Roma, 31 marzo 2020- A febbraio erano previste le firme preliminari, ma l'emergenza Coronavirus ha costretto Dan Friedkin a prendere altro tempo prima di diventare il nuovo presidente della Roma: la pandemia non ha reso possibile la cessione del club entro i termini stabiliti, traslando l'affare a data da destinarsi con la brusca frenata dell'americano che sta valutando l'attuale condizione di quella che sarà la sua nuova squadra.

Lo stop del calcio italiano infatti ha fatto crollare anche il valore dei giallorossi, portando il magnate texano a rivedere la sua posizione: l'accordo iniziale era stato trovato sulla base di 700 milioni di euro, una cifra che Friedkin al momento non sembra intenzionato a investire. Bisognerà quindi trovare un nuovo equilibrio che sarà stabilito con una nuova offerta, probabilmente di un centinaio di milioni di euro inferiore rispetto a quella pattuita all'inizio. Una vera beffa per James Pallotta che avrebbe messo a segno una grande plusvalenza, ma pienamente giustificata dall'emergenza e dalla crisi che ne è conseguita. In ogni caso l'attuale presidente della Roma rassicura tutti i tifosi sul fatto che la cessione avverrà in ogni caso.
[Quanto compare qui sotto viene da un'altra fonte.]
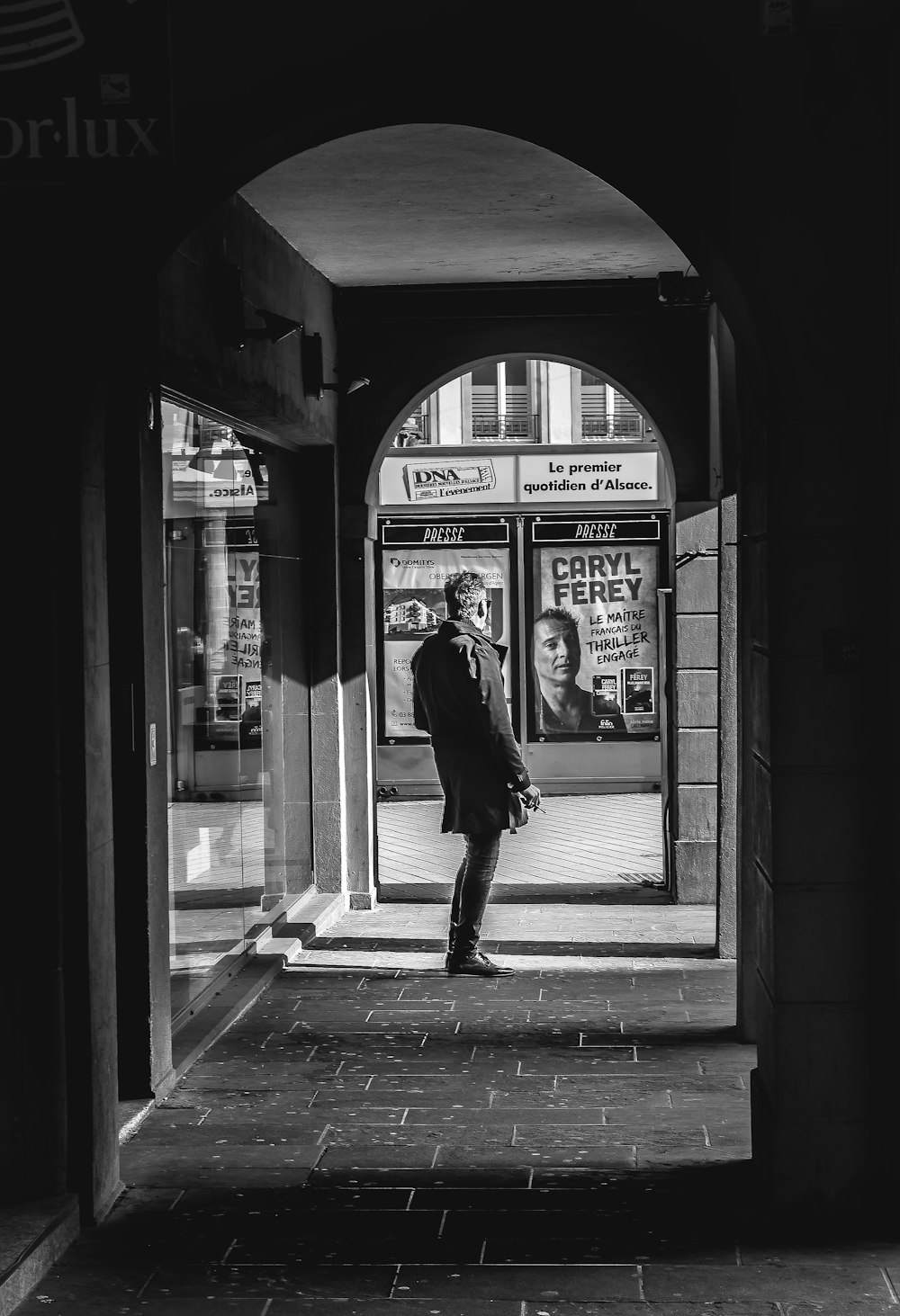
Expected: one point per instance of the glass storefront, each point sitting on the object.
(227, 867)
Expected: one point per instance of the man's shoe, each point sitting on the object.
(476, 966)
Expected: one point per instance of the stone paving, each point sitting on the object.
(382, 1140)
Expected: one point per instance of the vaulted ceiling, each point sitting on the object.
(445, 203)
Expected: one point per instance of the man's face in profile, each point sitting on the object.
(557, 651)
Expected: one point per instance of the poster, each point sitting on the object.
(413, 608)
(595, 640)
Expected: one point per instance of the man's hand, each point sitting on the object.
(532, 796)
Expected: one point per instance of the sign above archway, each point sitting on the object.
(470, 478)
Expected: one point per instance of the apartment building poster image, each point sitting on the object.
(595, 645)
(413, 608)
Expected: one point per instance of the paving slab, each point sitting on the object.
(379, 1139)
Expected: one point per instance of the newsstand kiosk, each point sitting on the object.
(575, 549)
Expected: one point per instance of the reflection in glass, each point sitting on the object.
(213, 488)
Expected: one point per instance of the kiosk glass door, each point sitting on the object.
(416, 560)
(591, 651)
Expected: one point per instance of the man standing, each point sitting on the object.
(459, 701)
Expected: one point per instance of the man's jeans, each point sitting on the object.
(472, 891)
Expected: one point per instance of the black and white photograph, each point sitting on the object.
(442, 445)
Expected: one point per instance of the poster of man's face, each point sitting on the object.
(594, 640)
(557, 649)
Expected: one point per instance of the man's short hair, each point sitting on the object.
(569, 619)
(462, 593)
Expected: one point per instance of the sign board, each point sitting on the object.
(83, 87)
(444, 532)
(589, 531)
(553, 477)
(589, 478)
(449, 480)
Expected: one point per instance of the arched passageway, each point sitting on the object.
(738, 167)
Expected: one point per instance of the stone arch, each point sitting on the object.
(421, 394)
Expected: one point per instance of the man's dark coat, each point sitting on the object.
(459, 701)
Per la buona riuscita dell'affare quindi bisognerà aspettare più tempo del previsto, come confermato da presidente della Figc Gabriele Gravina a Radio Radio: "Ci sono delle norme che regolano il passaggio dei pacchetti azionari, noi siamo stati informati per le vie brevi, siamo in attesa di ricevere tutta la documentazione prevista dalle norme, ma forse ora ci sono altre priorità, quindi saranno oggetto di valutazione da parte della nostra commissione interna per dare il via libera al passaggio sotto il profilo sportivo, poi sapete che civilisticamente noi possiamo incidere poco. Mi sembra proprio che l’operazione vada avanti".